Quello dei The Maccabees di martedì 3 febbraio 2016 al Fabrique di Milano – unica data della band nella Penisola – era un live che i loro fan italiani attendevano con trepidazione da tempo, se non dal 2012, anno del loro ultimo passaggio in terra nostrana, almeno dal primo ascolto dell’ultimo strepitoso “Marks to Prove It”. Aspettative altissime, dunque, per l’esibizione dal vivo della formazione capitanata dal delizioso Orlando Weeks che, probabilmente anche in funzione di questo, ha lasciato un sapore dolceamaro ai palati del pubblico assiepatosi nella prima metà del parterre di un Fabrique dimezzato per l’occasione.
Ma procediamo con ordine. L’onore di aprire la serata è toccato a Johnny Lloyd, ex membro di Operahouse e Tribes che, accompagnato sul palco da una band di tre elementi (seconda chitarra, basso e batteria), ha fatto ascoltare al pubblico di Milano i brani del suo primo progetto solista, l’EP “Pilgrims”. Interessante frullatone, in cui si sentono le influenze di MGMT (quelli di “Oracular Spectacular”), The Kooks, Jake Bugg, The Cure, inflessioni vocali che qua e là ricordano Damon Albarn e Richard Ashcroft, per arrivare fino al riferimento fondante di Leonard Cohen, incredibilmente presente in un brano come “Tomorrow”, questa prima prova dell’artista londinese è assolutamente da scoprire.
Dopo un cambio palco discretamente lungo, è l’urlo di “Marks to Prove It” ad aprire la scaletta di 18 pezzi con cui The Maccabees porteranno a casa una delle ultime date del lungo tour mondiale seguito alla pubblicazione della loro ultima fatica. “Feel to Follow” e “Wall of Arms”, tratti rispettivamente dal terzo e dal secondo lavoro della band, seguono a ruota, confermando le prime impressioni relative alla deludente acustica di sala approntata per la serata, compito non facile vista la compresenza sul palco di tre chitarre e un piano oltre alla sezione ritmica – chiaramente meno penalizzata – e alla voce di Weeks, affogata dalla piena proveniente dal palco. “Kamakura” e “Ribbon Road” riportano il live alle squisite atmosfere dell’ultimo album, ma la fruizione di pezzi che come questi si fondano su un ricchissimo range di dinamiche e sapienti tessiture melodiche ad opera delle chitarre è inficiata dalle condizioni acustiche, che l’avvicinano in tutto e per tutto ad un cazzo di coitus interruptus.
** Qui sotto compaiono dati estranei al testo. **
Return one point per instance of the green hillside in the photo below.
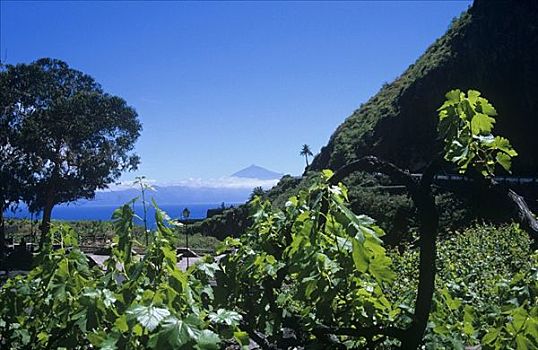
(493, 48)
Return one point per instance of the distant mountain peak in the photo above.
(257, 172)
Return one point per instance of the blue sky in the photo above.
(221, 85)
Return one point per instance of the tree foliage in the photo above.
(74, 137)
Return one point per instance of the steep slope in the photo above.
(493, 48)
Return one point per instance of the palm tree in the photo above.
(186, 213)
(305, 151)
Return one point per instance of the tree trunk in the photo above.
(45, 222)
(2, 232)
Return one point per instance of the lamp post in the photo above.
(186, 213)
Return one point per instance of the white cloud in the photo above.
(222, 182)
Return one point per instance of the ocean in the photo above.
(74, 212)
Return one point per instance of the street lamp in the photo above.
(186, 213)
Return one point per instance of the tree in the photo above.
(77, 137)
(305, 151)
(144, 187)
(15, 165)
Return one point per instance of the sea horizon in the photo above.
(85, 212)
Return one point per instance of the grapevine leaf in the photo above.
(481, 124)
(359, 256)
(149, 316)
(178, 332)
(230, 318)
(208, 340)
(504, 160)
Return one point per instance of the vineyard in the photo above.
(312, 274)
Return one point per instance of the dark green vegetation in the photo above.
(61, 136)
(337, 275)
(313, 274)
(493, 47)
(97, 235)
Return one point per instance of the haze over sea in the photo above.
(75, 212)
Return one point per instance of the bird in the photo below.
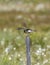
(26, 30)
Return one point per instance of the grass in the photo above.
(13, 48)
(12, 42)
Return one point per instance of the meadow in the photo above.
(32, 14)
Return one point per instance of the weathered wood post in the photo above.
(28, 42)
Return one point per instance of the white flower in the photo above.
(39, 7)
(19, 17)
(10, 58)
(45, 61)
(19, 55)
(45, 38)
(5, 29)
(3, 41)
(14, 48)
(21, 59)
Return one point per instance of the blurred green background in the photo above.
(33, 14)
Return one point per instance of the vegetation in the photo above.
(12, 42)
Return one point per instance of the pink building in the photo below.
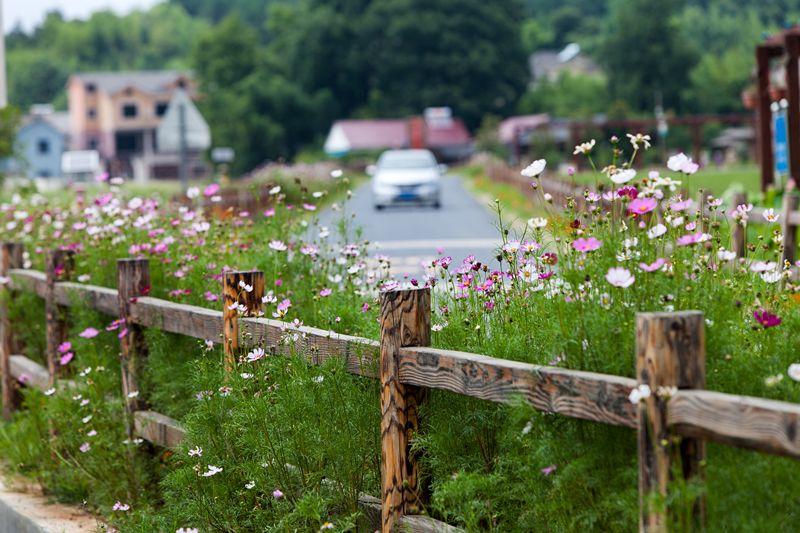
(117, 113)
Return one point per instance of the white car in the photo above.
(406, 177)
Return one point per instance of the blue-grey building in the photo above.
(41, 140)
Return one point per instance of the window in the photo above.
(129, 111)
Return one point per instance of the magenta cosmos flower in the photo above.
(586, 244)
(766, 319)
(640, 206)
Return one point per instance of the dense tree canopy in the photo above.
(275, 73)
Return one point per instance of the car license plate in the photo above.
(407, 193)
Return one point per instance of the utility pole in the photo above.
(3, 93)
(183, 173)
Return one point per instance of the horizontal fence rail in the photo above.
(406, 367)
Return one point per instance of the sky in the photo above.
(31, 12)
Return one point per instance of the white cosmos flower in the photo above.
(620, 277)
(623, 176)
(212, 470)
(277, 245)
(656, 231)
(534, 169)
(639, 393)
(726, 255)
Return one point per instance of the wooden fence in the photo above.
(673, 422)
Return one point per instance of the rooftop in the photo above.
(151, 81)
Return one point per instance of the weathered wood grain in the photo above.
(573, 393)
(10, 257)
(765, 425)
(242, 293)
(189, 320)
(405, 321)
(133, 281)
(59, 266)
(670, 354)
(158, 429)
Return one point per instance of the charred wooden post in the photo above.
(242, 293)
(405, 321)
(790, 204)
(670, 355)
(59, 266)
(133, 281)
(10, 257)
(738, 231)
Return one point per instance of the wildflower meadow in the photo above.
(283, 445)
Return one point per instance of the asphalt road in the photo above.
(412, 235)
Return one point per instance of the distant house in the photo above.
(436, 130)
(117, 114)
(39, 143)
(547, 65)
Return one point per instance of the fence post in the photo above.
(670, 353)
(738, 232)
(59, 265)
(10, 257)
(236, 297)
(133, 281)
(405, 321)
(790, 204)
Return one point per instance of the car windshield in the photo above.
(406, 160)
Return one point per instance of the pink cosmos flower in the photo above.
(692, 238)
(641, 206)
(88, 333)
(211, 190)
(586, 244)
(766, 319)
(655, 265)
(681, 206)
(210, 296)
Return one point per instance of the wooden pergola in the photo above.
(784, 45)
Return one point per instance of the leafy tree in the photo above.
(571, 96)
(463, 53)
(644, 53)
(249, 105)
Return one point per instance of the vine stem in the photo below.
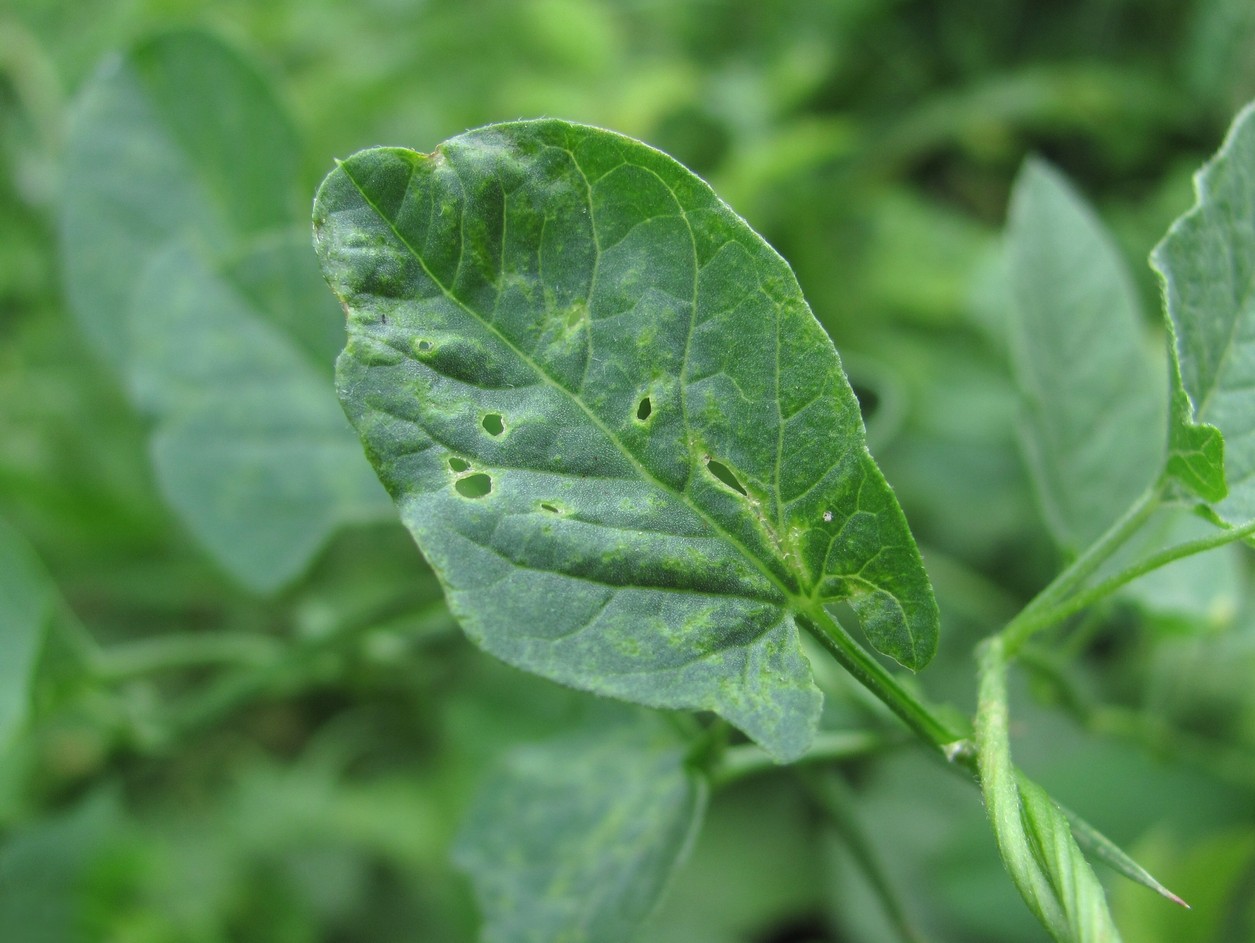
(877, 679)
(1079, 600)
(1063, 597)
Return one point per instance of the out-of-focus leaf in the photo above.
(575, 840)
(1212, 872)
(611, 422)
(25, 605)
(178, 137)
(43, 869)
(1196, 594)
(1092, 398)
(249, 446)
(181, 263)
(1206, 264)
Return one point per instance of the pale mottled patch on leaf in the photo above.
(556, 276)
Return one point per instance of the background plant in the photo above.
(197, 759)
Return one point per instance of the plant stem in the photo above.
(872, 676)
(1046, 607)
(151, 656)
(1078, 602)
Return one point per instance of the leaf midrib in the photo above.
(793, 600)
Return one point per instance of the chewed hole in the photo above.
(473, 485)
(724, 474)
(869, 401)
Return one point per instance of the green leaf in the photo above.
(575, 840)
(1092, 396)
(1032, 831)
(1206, 264)
(181, 136)
(249, 447)
(611, 422)
(26, 600)
(185, 266)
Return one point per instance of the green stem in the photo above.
(748, 760)
(1053, 603)
(162, 653)
(872, 676)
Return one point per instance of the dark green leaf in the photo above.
(1207, 268)
(575, 840)
(25, 605)
(557, 276)
(1091, 391)
(183, 265)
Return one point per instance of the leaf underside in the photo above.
(611, 422)
(1206, 264)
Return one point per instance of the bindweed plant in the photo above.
(633, 458)
(795, 683)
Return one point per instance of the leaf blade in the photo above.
(559, 276)
(1205, 271)
(186, 268)
(26, 600)
(576, 839)
(1089, 392)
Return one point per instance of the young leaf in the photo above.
(1206, 264)
(1091, 392)
(182, 266)
(1032, 831)
(611, 422)
(25, 607)
(576, 839)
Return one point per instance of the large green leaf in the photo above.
(183, 266)
(25, 605)
(181, 136)
(247, 445)
(1092, 393)
(611, 422)
(1206, 264)
(575, 840)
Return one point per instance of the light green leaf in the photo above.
(181, 136)
(611, 422)
(1032, 831)
(1206, 264)
(185, 266)
(25, 607)
(249, 447)
(1091, 392)
(575, 840)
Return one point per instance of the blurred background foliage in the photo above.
(195, 747)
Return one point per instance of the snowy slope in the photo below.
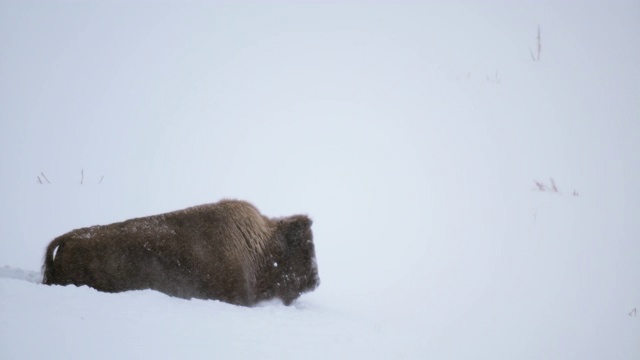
(413, 135)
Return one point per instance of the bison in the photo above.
(226, 251)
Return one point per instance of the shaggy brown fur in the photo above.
(226, 251)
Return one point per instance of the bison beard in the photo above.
(226, 251)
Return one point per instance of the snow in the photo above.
(413, 134)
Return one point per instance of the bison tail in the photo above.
(48, 270)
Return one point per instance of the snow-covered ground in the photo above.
(413, 134)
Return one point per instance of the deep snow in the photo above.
(413, 134)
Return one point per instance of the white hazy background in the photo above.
(412, 133)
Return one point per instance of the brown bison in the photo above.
(226, 251)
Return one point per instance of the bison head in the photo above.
(298, 271)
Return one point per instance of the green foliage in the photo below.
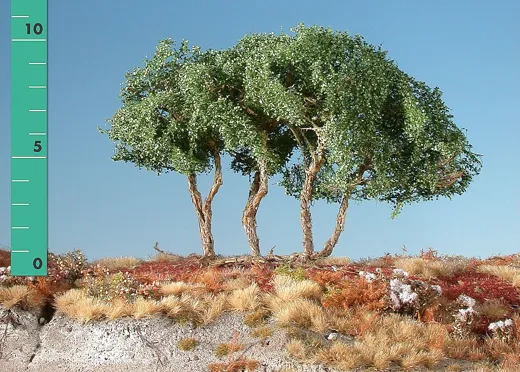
(157, 127)
(108, 286)
(187, 344)
(381, 133)
(295, 273)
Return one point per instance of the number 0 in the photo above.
(37, 263)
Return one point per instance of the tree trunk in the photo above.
(257, 192)
(203, 210)
(329, 245)
(338, 229)
(305, 203)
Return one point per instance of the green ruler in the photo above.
(29, 233)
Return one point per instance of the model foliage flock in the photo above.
(330, 113)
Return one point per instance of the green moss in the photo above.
(187, 344)
(222, 350)
(256, 318)
(295, 273)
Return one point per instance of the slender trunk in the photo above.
(305, 203)
(338, 229)
(257, 192)
(203, 210)
(329, 245)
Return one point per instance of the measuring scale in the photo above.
(29, 232)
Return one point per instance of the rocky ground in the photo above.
(66, 345)
(128, 344)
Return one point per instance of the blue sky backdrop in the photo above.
(105, 208)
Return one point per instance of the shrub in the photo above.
(108, 286)
(66, 267)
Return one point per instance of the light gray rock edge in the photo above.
(65, 345)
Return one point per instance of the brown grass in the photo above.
(77, 305)
(429, 269)
(494, 309)
(20, 296)
(340, 356)
(118, 263)
(507, 273)
(261, 332)
(333, 261)
(180, 287)
(235, 366)
(351, 305)
(245, 299)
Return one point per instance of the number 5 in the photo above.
(37, 146)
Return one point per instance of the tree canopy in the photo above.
(361, 127)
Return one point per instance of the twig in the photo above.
(7, 318)
(157, 351)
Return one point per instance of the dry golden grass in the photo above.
(166, 257)
(20, 296)
(302, 312)
(216, 305)
(335, 261)
(340, 356)
(185, 308)
(178, 288)
(142, 308)
(398, 339)
(286, 288)
(464, 348)
(236, 283)
(245, 299)
(429, 269)
(507, 273)
(75, 304)
(118, 263)
(297, 349)
(118, 308)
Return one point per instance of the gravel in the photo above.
(64, 344)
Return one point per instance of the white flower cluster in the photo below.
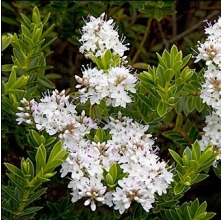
(129, 146)
(113, 86)
(98, 35)
(210, 51)
(132, 149)
(56, 115)
(115, 83)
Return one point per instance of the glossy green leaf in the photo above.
(6, 41)
(40, 158)
(162, 108)
(14, 170)
(55, 150)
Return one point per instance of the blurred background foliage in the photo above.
(175, 22)
(149, 27)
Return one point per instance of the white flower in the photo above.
(114, 86)
(99, 35)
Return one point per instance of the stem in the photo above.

Sono le canzoni tirate e canterine, come “Love You Better”, “Young Lions”, “Precious Time” e “Can You Give It”, tratte dai primi due album della band, a funzionare meglio e a scaldare il parterre, complice anche un Felix White che non perde occasione per aizzare il pubblico e si lascia trascinare senza fare troppe storie, anzi. Persino Orlando Weeks appare più loquace del solito, mentre il resto della band fa il suo con impeccabile aplomb britannico. L’atmosfera è calda e “Spit It Out” getta le ultime stille di benzina sul fuoco, prima della parentesi introspettiva con “Silence” e “River Song”. Una bolla di sapone rotta dal groove dell’intro di batteria di “No Kind Words”, che introduce un finale dal sapore anthemico ottenuto col dittico “Grew Up At Midnight” e “Something Like Happiness”.
Rientrati sul palco, Weeks e soci attaccano l’encore col vorticoso crescendo di “WW1 Portraits”, seguito dal romantico divertissement di “Toothpaste Kisses”, per chiudere con l’esplosiva “Pelican”, uno dei loro pezzi più noti, capace di cancellare almeno per il tempo di una canzone la spiacevole impressione di non avere goduto appieno dell’esaltante bellezza della musica di questi cinque ragazzi di South London.